Saints see with God’s eyes. They look with the wisdom of God, not with the wisdom of the world, and to those who look with worldly eyes the saints seem nonsensical: “For the wisdom of this world is foolishness with God” (1 Cor. 3:19). We can find another example in Dominican tradition: in 1217, only months after the Order of Preachers was established and when there were only 17 members of the Order, St. Dominic dispersed the brethren to found new houses at the universities around Christendom. When his brothers objected, desiring to build up the Order rather than scatter it, he replied “Do not oppose me, for I know very well what I am doing.” And he did: by his death a few years later there were over 500 Dominicans spread throughout all of Europe.
The Spirit moves people in ways that are odd and unpredictable to the worldly. And there is nothing more annoying than something incomprehensible that works.
At the same time, holiness is a challenge to every Christian. Sanctity, by uniting a person to the light of Christ, sheds that same light wherever the person goes. That light falls not only on the true and beautiful, but also on what is ugly and deformed. That light breaks the distraction which is the world’s only comfort in vice, and the very presence of someone holy can act as a trigger and reminder of conscience. An active and ‘nagging’ conscience can be almost painfully aggravating to the habitual sinner.

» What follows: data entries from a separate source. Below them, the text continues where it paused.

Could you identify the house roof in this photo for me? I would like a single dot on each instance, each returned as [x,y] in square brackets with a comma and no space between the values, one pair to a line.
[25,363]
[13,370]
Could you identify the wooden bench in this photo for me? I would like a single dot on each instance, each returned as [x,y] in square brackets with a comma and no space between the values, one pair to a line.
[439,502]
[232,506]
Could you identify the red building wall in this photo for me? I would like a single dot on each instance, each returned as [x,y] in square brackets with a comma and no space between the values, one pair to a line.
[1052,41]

What to do, then, when sanctity seems irritating? Not wallow in annoyance, of course, but realize from what personal defects that annoyance stems. How have we embraced the easy wisdom of the world, instead of the inscrutable wisdom of God? How do we cling to the shallow comforts of vice, instead of the unquenchable love of Christ? “Ask, and the gift will come; seek, and you shall find; knock, and the door shall be opened to you” (Matt. 7:7). Grace is always given to strengthen weakness and inform ignorance. It’s then that we are able to see with God’s eyes, and revel in our brothers’ and sisters’ sanctity.